BOSTON (CBS) – Boston Mayor Marty Walsh said there has been an uptick in coronavirus in the city, which could soon land Boston among the cities and towns categorized as high risk.
“We are monitoring the situation extremely closely,” said Walsh.
The state’s risk map comes out Wednesday night. Towns and cities are colored red, yellow, green, or white based on the number of cases per 100,000 per day.
“We are very close to moving into the red category on the map; that could happen either later today or next week,” said Walsh.

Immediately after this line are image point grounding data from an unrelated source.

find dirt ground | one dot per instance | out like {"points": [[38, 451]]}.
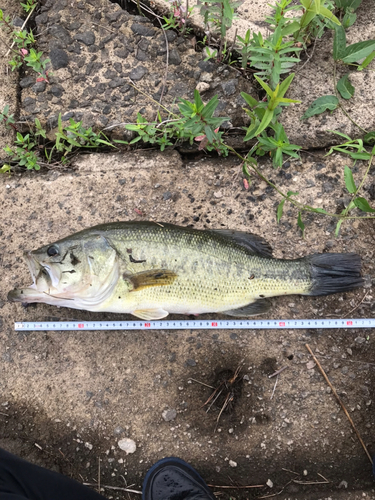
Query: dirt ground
{"points": [[68, 398]]}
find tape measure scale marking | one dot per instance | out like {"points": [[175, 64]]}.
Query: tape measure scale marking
{"points": [[197, 324]]}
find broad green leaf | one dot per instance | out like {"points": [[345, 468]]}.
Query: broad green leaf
{"points": [[285, 85], [210, 107], [369, 138], [209, 133], [339, 43], [197, 99], [290, 28], [340, 134], [249, 100], [360, 156], [367, 61], [363, 205], [345, 88], [320, 105], [279, 212], [264, 85], [301, 225], [349, 181], [349, 19], [329, 15], [357, 51]]}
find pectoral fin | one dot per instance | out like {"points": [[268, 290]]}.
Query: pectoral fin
{"points": [[154, 277], [150, 314], [257, 307]]}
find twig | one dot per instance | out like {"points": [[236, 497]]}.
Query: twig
{"points": [[117, 488], [274, 387], [278, 493], [202, 383], [233, 43], [236, 487], [340, 402], [278, 371], [98, 474], [24, 24]]}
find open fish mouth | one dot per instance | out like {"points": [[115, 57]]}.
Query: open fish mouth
{"points": [[41, 284]]}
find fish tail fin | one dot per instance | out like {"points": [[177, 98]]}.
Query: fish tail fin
{"points": [[334, 273]]}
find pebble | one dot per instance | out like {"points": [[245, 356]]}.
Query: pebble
{"points": [[127, 445], [169, 415], [202, 87], [360, 340]]}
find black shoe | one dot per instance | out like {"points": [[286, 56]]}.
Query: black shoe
{"points": [[174, 479]]}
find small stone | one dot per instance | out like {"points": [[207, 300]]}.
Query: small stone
{"points": [[138, 73], [56, 90], [127, 445], [116, 82], [167, 195], [169, 415], [202, 87], [27, 82], [60, 33], [229, 87], [59, 58], [88, 37], [141, 55], [39, 87]]}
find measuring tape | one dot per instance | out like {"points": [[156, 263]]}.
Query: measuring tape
{"points": [[210, 324]]}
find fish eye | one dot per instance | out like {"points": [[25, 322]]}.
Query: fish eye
{"points": [[52, 251]]}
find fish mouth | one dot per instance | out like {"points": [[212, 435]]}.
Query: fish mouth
{"points": [[41, 285]]}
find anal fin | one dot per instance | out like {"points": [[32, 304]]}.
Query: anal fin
{"points": [[150, 314], [257, 307]]}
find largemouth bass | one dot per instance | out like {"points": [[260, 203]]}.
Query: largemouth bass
{"points": [[150, 270]]}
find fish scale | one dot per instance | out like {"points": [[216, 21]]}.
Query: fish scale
{"points": [[150, 270]]}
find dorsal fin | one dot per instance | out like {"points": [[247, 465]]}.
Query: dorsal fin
{"points": [[252, 242]]}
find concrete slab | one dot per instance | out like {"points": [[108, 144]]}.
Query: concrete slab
{"points": [[75, 394]]}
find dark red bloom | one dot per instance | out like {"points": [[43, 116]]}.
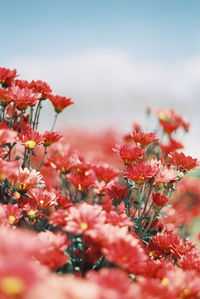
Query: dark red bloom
{"points": [[116, 192], [172, 146], [82, 181], [30, 139], [4, 97], [60, 102], [104, 172], [23, 97], [41, 87], [140, 173], [182, 162], [50, 137], [7, 76], [159, 199], [129, 154], [145, 139]]}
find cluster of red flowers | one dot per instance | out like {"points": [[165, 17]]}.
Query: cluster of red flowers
{"points": [[105, 211]]}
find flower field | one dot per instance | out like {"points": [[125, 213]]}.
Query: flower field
{"points": [[94, 215]]}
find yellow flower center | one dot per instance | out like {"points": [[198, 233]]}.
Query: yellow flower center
{"points": [[11, 219], [185, 293], [17, 195], [2, 176], [31, 213], [84, 225], [30, 144], [12, 286], [124, 258], [152, 253], [165, 282], [63, 169]]}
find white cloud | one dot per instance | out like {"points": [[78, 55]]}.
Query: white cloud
{"points": [[110, 85]]}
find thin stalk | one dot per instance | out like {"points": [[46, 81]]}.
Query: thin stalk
{"points": [[83, 255], [36, 113], [31, 115], [42, 162], [55, 119], [153, 216], [147, 199], [25, 157], [20, 119], [37, 120]]}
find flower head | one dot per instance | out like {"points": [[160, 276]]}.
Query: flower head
{"points": [[182, 162], [23, 97], [60, 102], [7, 76], [144, 139], [129, 154], [50, 137], [84, 218], [140, 173], [30, 139]]}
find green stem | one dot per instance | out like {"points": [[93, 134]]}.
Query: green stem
{"points": [[36, 113], [55, 119], [20, 119], [147, 199], [42, 162]]}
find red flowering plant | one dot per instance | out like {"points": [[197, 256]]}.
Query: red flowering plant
{"points": [[110, 209]]}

As of last week, Boston was labeled in the yellow category with an average daily incidence rate of 7.7 per 100,000 in the last 14 days. Cities and towns move into the high risk category when they reach 8.0 per 100,000.
As far as the State metrics go, we are very close to moving into the “red” category on the map. That could happen today or next week. It means we are seeing roughly eight new cases per day, per 100,000 population.

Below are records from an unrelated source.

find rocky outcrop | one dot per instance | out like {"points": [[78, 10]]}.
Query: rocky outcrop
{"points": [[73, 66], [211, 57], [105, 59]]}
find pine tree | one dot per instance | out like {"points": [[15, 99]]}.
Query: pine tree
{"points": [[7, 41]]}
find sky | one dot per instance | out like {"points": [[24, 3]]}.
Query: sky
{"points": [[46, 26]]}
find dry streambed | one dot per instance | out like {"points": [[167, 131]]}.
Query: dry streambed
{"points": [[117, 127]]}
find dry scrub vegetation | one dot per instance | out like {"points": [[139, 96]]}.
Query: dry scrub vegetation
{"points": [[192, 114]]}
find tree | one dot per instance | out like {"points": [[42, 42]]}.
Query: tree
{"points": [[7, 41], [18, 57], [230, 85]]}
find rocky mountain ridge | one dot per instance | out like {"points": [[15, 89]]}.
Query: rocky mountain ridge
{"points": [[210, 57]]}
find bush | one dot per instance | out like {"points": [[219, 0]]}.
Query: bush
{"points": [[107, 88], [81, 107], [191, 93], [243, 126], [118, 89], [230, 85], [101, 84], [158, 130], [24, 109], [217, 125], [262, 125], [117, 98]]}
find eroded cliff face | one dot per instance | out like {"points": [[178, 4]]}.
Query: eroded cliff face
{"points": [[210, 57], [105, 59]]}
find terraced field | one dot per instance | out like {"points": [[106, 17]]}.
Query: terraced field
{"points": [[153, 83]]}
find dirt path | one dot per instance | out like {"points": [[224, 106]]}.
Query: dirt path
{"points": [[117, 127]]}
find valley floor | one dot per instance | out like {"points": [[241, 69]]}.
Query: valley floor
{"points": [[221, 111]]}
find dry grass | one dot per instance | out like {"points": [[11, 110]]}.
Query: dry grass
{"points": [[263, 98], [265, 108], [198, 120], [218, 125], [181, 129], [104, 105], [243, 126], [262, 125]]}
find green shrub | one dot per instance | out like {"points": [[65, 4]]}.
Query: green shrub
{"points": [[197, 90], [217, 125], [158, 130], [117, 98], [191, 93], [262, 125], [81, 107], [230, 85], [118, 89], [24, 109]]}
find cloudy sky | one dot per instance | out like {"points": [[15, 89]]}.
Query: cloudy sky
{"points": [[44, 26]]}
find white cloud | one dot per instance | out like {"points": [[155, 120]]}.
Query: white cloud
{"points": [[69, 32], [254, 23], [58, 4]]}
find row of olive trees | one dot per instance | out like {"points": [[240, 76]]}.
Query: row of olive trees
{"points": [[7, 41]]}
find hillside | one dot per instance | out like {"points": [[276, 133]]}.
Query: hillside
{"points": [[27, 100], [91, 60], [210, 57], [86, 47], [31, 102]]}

— Mayor Marty Walsh (@marty_walsh) September 23, 2020
“The red zone, for me, does not make us think that we have to shut down the city of Boston,” Walsh said. “We’re not at that point.”
It does mean, however that Boston will not be increasing the seating capacity at restaurants. Earlier Wednesday, Governor Charlie Baker announced restaurants in the Commonwealth could seat ten people to a table beginning Monday.
“We are keeping the maximum table in the city of Boston at six,” Walsh said. “We want to make sure that we do everything we can to get these numbers down.”
“We’re not going to set panic off right now with the increasing numbers, but we are seeing a little bit of a trend going up; it is within our control.”
Walsh specifically called on young adults to do their part.
“We need you to share messaging with your peers. We need you to be in contact with your friends,” the mayor said. “We’re asking you not to go to parties, don’t gather indoors, and don’t be gathering in tight groups. Let others know why you’re making the choices to protect yourself and protect your families. I know that you care about your community, and you care about helping our city move forward in this recovery.”